Volkswagen moet dinsdag op gesprek komen bij Braziliaanse aanklagers. Die beschuldigen de Duitse autofabrikant ervan mensenrechten te hebben geschonden bij het runnen van een grote boerderij ten tijde van de militaire dictatuur in Brazilië. Daar werd volgens de aanklagers onder meer gebruikgemaakt van slavenarbeid.
Volkswagen bezat in de jaren zeventig en tachtig een veeboerderij in het Amazone-regenwoud. Dat werd gestimuleerd door het militaire regime, dat het regenwoud als achtergesteld gebied beschouwde. In ruil voor het kappen van bos en ontwikkelen van het land kregen bedrijven belastingvrijstellingen en leningen met negatieve rente. Daarnaast profiteerde Volkswagen van nauwe banden met het regime.
Er zouden bijna 6000 mensen zowat gratis hebben gewerkt op de ranch van Volkswagen. De aanklagers hebben naar eigen zeggen een dossier van negentig pagina's opgesteld met bewijs van gruweldaden die zijn gepleegd door managers van Volkswagen en ingehuurde krachten van het bedrijf. Er zijn onder meer beschuldigingen van verkrachtingen en martelingen. Volkswagen heeft tot nu toe geweigerd een reactie te geven op de zaak omdat het eerst duidelijkheid wil hebben over alle beschuldigingen.
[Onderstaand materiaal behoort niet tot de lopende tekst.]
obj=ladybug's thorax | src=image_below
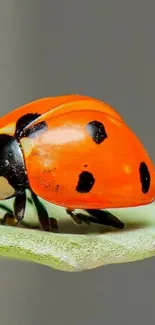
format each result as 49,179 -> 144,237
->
0,134 -> 28,200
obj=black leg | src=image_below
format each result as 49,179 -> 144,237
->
31,191 -> 58,231
2,191 -> 26,226
67,209 -> 125,229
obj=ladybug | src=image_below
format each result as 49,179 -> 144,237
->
0,95 -> 155,231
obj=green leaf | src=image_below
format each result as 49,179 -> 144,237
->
0,191 -> 155,271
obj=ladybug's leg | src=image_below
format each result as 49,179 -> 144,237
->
2,191 -> 26,226
85,209 -> 125,229
31,190 -> 58,231
66,209 -> 90,225
67,209 -> 124,229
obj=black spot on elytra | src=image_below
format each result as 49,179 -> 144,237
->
22,121 -> 48,138
0,134 -> 28,190
86,121 -> 108,144
15,113 -> 41,140
139,162 -> 151,193
76,171 -> 95,193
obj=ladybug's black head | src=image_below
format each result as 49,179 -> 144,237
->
0,134 -> 28,200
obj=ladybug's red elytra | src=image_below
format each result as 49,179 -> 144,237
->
0,95 -> 155,231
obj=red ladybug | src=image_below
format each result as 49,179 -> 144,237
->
0,95 -> 155,230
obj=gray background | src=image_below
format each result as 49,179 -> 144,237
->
0,0 -> 155,325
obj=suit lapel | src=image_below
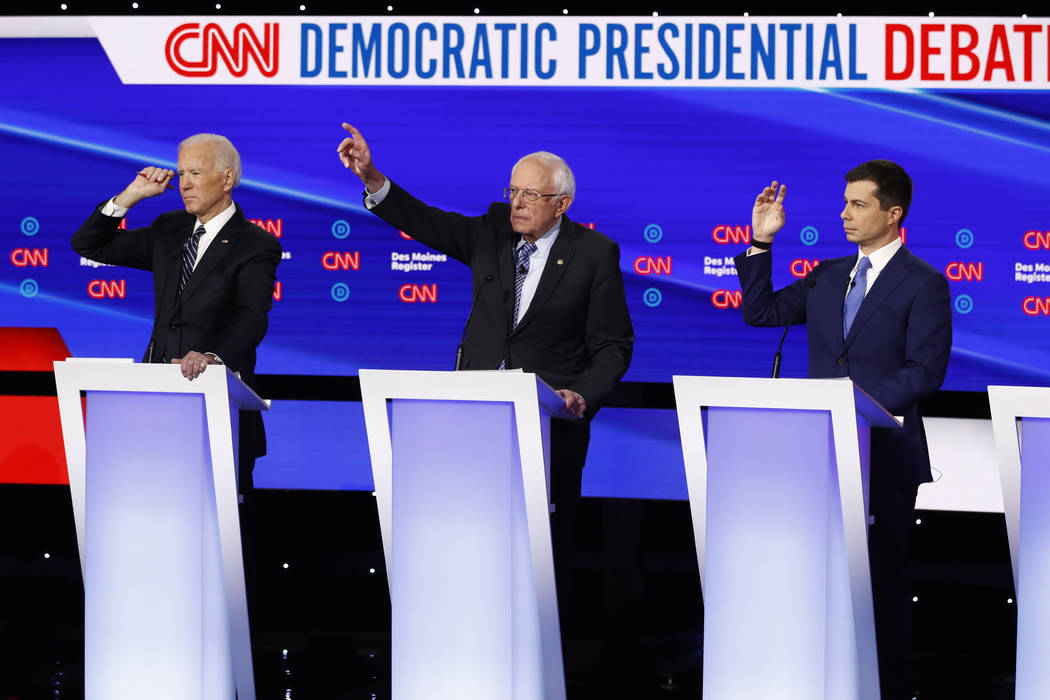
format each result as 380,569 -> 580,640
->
807,255 -> 857,347
496,224 -> 521,328
180,207 -> 245,303
513,214 -> 576,333
846,246 -> 915,347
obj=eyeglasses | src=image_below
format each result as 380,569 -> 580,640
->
503,187 -> 565,204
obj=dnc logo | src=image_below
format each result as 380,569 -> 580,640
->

In 2020 betaalde Volkswagen al voor destijds omgerekend zo'n 5,5 miljoen euro aan schadevergoedingen en donaties om spijt te betuigen voor zijn rol in de vervolging van voormalige Braziliaanse medewerkers ten tijde van de militaire dictatuur van 1964 tot 1985. Volkswagen hielp het leger in het geheim om andersdenkenden en vakbondsactivisten in hun personeelsbestand te identificeren. Veel van de desbetreffende werknemers werden ontslagen, opgepakt of lastiggevallen door de politie, en konden daarna geen werk meer vinden.